API reference#

Library entry point#

Library-facing API.

A stable, import-friendly surface for embedding arda in other Python tools. The heavy lifting lands in Phase 2 (arda.annotate); this module keeps the public signature stable.

arda.adapter.annotate_sequences(sequences, seqtype='nt', organism='human', map_d=True)[source]#

Annotate FR/CDR regions for a batch of sequences.

Parameters:
  • sequences (Iterable[str] | Iterable[tuple[str, str]]) – Either raw sequence strings or (id, sequence) pairs.

  • seqtype (Literal['nt', 'aa']) – "nt" for nucleotide input, "aa" for amino acid.

  • organism (str) – One of the supported organisms (human, mouse, rat, rabbit, rhesus_monkey).

  • map_d (bool) – Map D segments (d_call/d2_call/np*) for VDJ-locus hits; False skips D mapping. Applies to nucleotide input only.

Returns:

A list of AIRR-style annotation record dicts (one per input sequence).

Runtime annotation#

Runtime annotation: map input sequences to the reference and transfer markup.
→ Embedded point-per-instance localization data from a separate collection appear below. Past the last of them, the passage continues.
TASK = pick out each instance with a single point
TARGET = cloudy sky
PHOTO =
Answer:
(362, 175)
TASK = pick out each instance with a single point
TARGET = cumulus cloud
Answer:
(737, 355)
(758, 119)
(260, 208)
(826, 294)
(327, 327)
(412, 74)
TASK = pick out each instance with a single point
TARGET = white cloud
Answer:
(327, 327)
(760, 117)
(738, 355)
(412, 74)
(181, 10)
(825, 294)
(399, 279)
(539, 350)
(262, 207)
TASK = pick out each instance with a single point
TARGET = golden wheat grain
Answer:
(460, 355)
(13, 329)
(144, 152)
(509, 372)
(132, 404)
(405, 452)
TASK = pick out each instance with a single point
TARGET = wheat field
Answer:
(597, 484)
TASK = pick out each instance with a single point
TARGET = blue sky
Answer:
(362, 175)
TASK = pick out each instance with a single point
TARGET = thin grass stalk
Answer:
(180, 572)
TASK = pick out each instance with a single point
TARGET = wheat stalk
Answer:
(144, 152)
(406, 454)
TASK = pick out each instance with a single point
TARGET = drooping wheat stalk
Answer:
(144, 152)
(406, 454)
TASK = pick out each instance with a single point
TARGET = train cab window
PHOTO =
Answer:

Pipeline: read input (FASTA/FASTQ) -> MMseqs2 search against the curated scaffold DB -> best hit per query -> project reference region markup onto the query (C++ hot path) -> AIRR TSV.

arda.annotate.mapper.annotate_file(input, output, organism='human', seqtype='nt', *, threads=0, sensitivity=None, strand='both', chunk_size=50000, map_d=True)[source]#

Annotate a FASTA/FASTQ file and stream an AIRR TSV.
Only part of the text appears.